« IA Générative entre éthique et performance : où est le juste milieu ?» : cette question était au cœur de l’une des tables-rondes de la Maddy Keynote, qui se tenait le jeudi 28 mars au Palais Brongniart. Julien Nicolas, Directeur Numérique du Groupe SNCF, déploie avec optimisme l'IA au sein des différentes entités de l’entreprise. Il a souligné le caractère multidimensionnel du gain de performance : « Nous le constatons tant sur la productivité que sur la créativité. Cela se vérifie également dans la prise de décision avec une meilleure connaissance de l’état de la circulation, une amélioration de l’analyse d’incident et la projection de nouveaux plans de transport. Le gain de performance est aussi technologique avec la génération ou la correction de code. »

Une vision partagée par Raphaël Doan, magistrat et historien qui a lui-même bénéficié de ce “passage de 0 à 1”. Sa dernière œuvre, "Si Rome n'avait pas chuté", est ainsi le fruit d'un travail collaboratif entre lui et un grand modèle de langage (LLM). Ce profil plutôt littéraire a notamment expliqué avoir codé, grâce à l’IA, des outils pour optimiser son travail bureautique au quotidien et ce sans être informaticien de formation. « Il existe des tâches qui nécessitent l'utilisation de l'IA générative. Auparavant, je n'avais aucune connaissance en programmation. Cela s'applique également dans le domaine créatif. Pour mon livre, j'ai généré des images fictives représentant des Grecs et des Romains inventant des machines telles que des ordinateurs », explique-t-il.

Pour illustrer le gain de performance, Grace Mehrabe, cofondatrice et CEO de Outmind, n’a d’ailleurs pas manqué de rappeler les résultats d’une récente étude menée conjointement par la Harvard Business School, le Boston Consulting Group et le MIT, qui analyse de manière approfondie l'impact de l'IA sur la performance des entreprises. « En termes de créativité, l'IA offre un gain de performance pouvant atteindre jusqu'à 40 %. De plus, elle permet d'accomplir 12 % de tâches supplémentaires et ce, 25 % plus rapidement. En revanche, avec l'IA, les tâches qualifiées de complexes seraient moins bien réalisées, avec une diminution de performance de 25 %. »

Utiliser l’IA générative, mais l’utiliser bien

Si tous reconnaissent que le potentiel de la technologie est immense, ils concèdent néanmoins qu'elle soulève des questions éthiques importantes auxquelles nul ne peut se soustraire. « La SNCF dispose d'une direction de l'éthique qui travaille sur divers sujets. Elle a été mobilisée pour collaborer avec nous sur les questions liées à l'IA. Nous avons par ailleurs développé notre SNCF GPT, un espace sécurisé destiné à plusieurs milliers de collaborateurs. Cet espace répond à des problématiques d'éthique, car nos données y sont protégées », explique Julien Nicolas.
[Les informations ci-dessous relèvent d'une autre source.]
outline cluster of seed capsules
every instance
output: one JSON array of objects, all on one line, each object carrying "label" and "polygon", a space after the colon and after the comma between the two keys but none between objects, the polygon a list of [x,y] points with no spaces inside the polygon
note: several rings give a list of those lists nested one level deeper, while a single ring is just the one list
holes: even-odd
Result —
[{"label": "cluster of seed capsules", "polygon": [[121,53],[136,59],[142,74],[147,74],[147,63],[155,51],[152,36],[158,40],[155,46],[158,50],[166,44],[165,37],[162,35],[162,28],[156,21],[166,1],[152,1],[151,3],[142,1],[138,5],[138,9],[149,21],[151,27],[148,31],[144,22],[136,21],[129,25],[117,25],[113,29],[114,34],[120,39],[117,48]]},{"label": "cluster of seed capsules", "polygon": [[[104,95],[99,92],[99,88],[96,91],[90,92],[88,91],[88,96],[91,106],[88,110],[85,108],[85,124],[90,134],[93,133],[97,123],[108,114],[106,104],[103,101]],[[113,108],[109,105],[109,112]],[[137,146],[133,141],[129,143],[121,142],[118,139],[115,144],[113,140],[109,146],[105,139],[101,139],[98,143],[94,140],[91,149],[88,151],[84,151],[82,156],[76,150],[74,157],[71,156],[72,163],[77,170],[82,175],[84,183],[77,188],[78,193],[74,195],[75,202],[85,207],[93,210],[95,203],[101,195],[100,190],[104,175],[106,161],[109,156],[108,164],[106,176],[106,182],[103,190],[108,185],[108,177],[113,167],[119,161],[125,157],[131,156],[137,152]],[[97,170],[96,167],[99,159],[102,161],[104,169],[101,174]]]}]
Il ajoute : « Pour nous, l'éthique se traduit aussi par l'accompagnement de nos collaborateurs, à travers de l’acculturation et la formation que nous déployons à grande échelle. L'éthique doit aussi être au cœur de tous les cas d'usage métier. Dans cette optique, la direction de l'éthique élabore une charte sur la base de l’AI Act et désigne des référents dans chacune de nos entités pour veiller à ce que toutes les parties prenantes soient impliquées dans les projets et que les règles éthiques soient respectées. » Et ce, même si cette révolution est la promesse d’un accroissement de sa capacité à développer ses offres et ses services. « La maintenance prédictive que permet l’IA, c’est l’assurance de plus de trains en circulation », explique Julien Nicolas.

Sur le sujet de la régulation, si Grace Mehrabe qualifie la position de la France de “mesuré”, elle regrette la tendance nationale et européenne à réguler avant même d'avoir observé les usages. « Dans le domaine de l'IA, il existe deux vitesses : celle du monde et celle de la France et de l'Europe. Cela peut potentiellement poser problème pour notre industrie dans ce secteur, ainsi que pour les utilisateurs qui pourraient se retrouver avec un niveau de performance inférieur, C’est un défi en termes de compétitivité », explique-t-elle.

Évidemment, tous s'accordent à dire que ces garde-fous sont nécessaires pour atténuer des craintes disproportionnées vis-à-vis de cette technologie, dont le caractère disruptif peut être comparé à celui d'Internet ou du cloud. Ils encouragent également chacun à profiter de cette phase d'adaptation pour se former, assurant que ceux qui le feront auront un avantage compétitif demain.